The City of Ottawa has been warned by scientists, several times and in several studies, that TFD fragments the eco-system in the South March Highlands (SMH) and dramatically reduces the ability of the SMH to withstand change.
This warning is a well-considered and inevitable scientific conclusion, backed by years of research, that sadly cannot be scientifically quantified. Questions like: How much further change can the SMH take? How much change is introduced by urban development? How long will the Conservation Forest survive, etc simply cannot be quantified.
So does that make the unmeasurable any less important to decision-making?
Robert McNamara was Secretary of Defense during the Vietnam War and was obsessed with making decisions based on only what could be measured. He also had a predilection to prefer only information that fit into his metric-based world view. This led to increasingly absurd decisions by the US Government for many years until they finally withdrew from the Vietnam conflict.
Sociologist Daniel Yankelovich described a process he called McNamara’s Fallacy to explain why some of us have a tendency to under-value what cannot be measured. The mathematician and philosopher Alfred North Whitehead has also referred to this tendency the “fallacy of misplaced concreteness“.
McNamara’s Fallacy is a process having 4 steps.
- Measure what can be measured. This is fine as far as it goes.
- Disregard that which can’t be measured or give it an arbitrary quantitative value. This is arbitrary and misleading.
- Presume that what can’t be measured easily really isn’t very important. This is blindness.
- Say that which can’t be easily measured really doesn’t exist. This is madness.
The Terry Fox Drive (TFD) extension is an excellent example of McNamara’s Fallacy in decision making.
Step1. The City haphazardly commissions several piece-meal studies of the South March Highlands (SMH) area to identify existing ecological conditions and count species. However, only easily studied vegetation is studied. There are no comprehensive studies of fauna, insects and non-vascular plants.
Step 2. Issues such as the size of eco-passages are ignored since the impact of the size on the effectiveness of eco-passages cannot be predicted (disregard what can’t be measured). This leads to mitigation planned for TFD relying on experimental ideas whose effectiveness has no established scientific evidence at all (assigning an arbitrary value to them).
- Instead emphasis is placed on having several smaller (measurable, so more must be better) passages instead of fewer, larger (more costly) ones.
- The location of these eco-passages is inferred from a 3-month winter study of wildlife movement because a summer study is too hard to do for the wide-variety of species affected.
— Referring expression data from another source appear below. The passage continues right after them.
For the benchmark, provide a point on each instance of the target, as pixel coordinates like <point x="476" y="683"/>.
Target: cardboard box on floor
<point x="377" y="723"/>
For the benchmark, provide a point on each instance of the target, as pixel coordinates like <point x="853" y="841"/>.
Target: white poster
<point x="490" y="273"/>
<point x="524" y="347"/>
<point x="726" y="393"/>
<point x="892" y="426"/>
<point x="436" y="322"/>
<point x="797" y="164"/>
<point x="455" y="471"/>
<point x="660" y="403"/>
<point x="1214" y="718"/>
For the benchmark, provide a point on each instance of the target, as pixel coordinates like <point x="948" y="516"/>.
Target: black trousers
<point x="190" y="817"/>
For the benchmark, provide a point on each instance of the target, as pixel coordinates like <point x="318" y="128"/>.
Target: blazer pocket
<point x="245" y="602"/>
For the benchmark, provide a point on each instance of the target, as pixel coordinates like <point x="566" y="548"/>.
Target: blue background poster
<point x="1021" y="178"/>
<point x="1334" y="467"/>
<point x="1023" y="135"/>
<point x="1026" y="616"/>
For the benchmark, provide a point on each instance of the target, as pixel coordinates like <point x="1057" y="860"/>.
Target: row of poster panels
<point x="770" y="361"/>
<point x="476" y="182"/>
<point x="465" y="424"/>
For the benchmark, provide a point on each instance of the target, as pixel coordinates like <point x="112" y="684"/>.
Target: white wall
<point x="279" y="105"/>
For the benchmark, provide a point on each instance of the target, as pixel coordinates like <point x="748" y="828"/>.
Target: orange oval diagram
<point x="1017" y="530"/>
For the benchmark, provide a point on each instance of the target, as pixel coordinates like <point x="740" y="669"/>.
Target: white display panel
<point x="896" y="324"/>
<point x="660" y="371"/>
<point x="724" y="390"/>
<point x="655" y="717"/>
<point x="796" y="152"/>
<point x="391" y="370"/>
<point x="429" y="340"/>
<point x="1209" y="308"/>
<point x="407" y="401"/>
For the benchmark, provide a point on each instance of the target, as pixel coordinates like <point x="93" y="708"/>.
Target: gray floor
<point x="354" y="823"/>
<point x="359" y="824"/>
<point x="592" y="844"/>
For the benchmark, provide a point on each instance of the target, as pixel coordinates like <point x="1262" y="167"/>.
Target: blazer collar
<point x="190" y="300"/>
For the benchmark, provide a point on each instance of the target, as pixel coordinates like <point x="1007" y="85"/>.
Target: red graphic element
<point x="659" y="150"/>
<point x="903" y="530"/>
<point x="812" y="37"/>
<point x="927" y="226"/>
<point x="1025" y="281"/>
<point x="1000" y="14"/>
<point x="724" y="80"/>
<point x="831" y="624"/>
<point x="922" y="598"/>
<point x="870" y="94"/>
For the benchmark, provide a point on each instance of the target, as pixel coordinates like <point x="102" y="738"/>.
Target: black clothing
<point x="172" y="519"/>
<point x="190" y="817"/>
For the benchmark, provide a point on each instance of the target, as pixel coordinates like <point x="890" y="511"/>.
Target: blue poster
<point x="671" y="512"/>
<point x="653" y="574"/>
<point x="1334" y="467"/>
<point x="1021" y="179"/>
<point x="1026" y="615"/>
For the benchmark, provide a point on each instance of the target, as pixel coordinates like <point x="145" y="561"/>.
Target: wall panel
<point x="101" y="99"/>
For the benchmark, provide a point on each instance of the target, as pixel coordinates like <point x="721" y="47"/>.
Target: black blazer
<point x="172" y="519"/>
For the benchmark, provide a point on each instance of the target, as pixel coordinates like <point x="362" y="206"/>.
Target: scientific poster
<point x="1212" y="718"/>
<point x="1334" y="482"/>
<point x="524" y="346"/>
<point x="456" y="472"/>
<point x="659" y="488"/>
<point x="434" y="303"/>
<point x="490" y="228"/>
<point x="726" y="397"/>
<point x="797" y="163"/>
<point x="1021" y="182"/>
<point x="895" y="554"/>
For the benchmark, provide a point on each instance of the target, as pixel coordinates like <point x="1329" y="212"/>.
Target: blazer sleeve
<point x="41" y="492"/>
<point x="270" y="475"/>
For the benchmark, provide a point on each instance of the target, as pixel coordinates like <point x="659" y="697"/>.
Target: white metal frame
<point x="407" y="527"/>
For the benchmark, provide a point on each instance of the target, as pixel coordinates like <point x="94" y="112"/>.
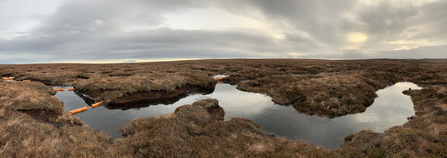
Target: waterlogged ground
<point x="391" y="108"/>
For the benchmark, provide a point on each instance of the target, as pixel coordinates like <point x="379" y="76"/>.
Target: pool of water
<point x="391" y="108"/>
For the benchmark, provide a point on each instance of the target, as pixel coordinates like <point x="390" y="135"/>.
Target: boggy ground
<point x="33" y="124"/>
<point x="321" y="87"/>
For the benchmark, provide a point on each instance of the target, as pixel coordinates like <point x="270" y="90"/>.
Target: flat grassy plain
<point x="33" y="122"/>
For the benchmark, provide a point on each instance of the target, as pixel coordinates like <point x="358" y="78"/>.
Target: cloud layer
<point x="81" y="30"/>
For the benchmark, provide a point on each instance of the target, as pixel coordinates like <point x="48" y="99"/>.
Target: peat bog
<point x="322" y="90"/>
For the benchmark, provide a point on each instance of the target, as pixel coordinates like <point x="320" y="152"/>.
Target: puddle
<point x="391" y="108"/>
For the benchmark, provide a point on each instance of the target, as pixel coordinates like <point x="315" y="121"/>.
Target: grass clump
<point x="323" y="94"/>
<point x="28" y="96"/>
<point x="191" y="131"/>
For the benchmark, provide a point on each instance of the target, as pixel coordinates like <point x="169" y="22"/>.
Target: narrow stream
<point x="391" y="108"/>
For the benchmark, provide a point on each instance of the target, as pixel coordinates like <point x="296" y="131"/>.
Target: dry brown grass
<point x="198" y="130"/>
<point x="28" y="96"/>
<point x="326" y="94"/>
<point x="110" y="82"/>
<point x="192" y="132"/>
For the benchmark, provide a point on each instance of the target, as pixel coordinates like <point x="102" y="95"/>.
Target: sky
<point x="115" y="31"/>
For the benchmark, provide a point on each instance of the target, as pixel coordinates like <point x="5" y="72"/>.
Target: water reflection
<point x="389" y="109"/>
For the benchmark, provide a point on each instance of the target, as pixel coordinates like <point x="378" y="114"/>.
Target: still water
<point x="391" y="108"/>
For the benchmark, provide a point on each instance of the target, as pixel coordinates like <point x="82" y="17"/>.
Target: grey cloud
<point x="363" y="53"/>
<point x="84" y="30"/>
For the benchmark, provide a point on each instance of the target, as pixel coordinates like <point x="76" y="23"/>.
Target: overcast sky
<point x="143" y="30"/>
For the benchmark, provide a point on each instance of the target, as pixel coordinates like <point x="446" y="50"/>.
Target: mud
<point x="153" y="97"/>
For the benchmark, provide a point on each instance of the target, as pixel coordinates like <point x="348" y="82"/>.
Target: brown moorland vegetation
<point x="323" y="87"/>
<point x="198" y="130"/>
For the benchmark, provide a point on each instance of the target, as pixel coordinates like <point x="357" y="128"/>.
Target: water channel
<point x="391" y="108"/>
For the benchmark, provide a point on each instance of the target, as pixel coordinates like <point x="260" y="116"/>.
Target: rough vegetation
<point x="425" y="135"/>
<point x="32" y="123"/>
<point x="322" y="87"/>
Step 3. The long-term impact of losing ½ of SMH to development is never studied (too difficult to measure so don’t look at it at all). The City has never examined its economic justification for TFD relative to its environmental impact (no cost/benefit analysis) because it is presumed that ecological value is unimportant (because it is difficult to measure).
Step 4. Councillor Wilkinson asserts that TFD can be ignored when promoting SMH as an NCC-owned wilderness park. The the long-term effect of fragmentation of habitat and species kill-rate caused by TFD don’t exist (because they can’t be measured).
The reality is that the effect of TFD cannot be mitigated because it cannot be measured. The very concept of mitigation depends on establishing an equal and compensating benefit to make up for the impact. This is not possible when the impact cannot be measured.
The Precautionary Principle holds that where there is uncertainty regarding an approach that could cause significant harm, the uncertainty should be resolved before proceeding.
This principle is well established both in law and in medicine. It is a statutory requirement in the European Union. Perhaps it is also time for City Hall to apply it to the environmental assessment process too.
In the meantime, anyone that contemplates allowing TFD into the South March Highlands does so at great peril to the environment and to all the species that live in it.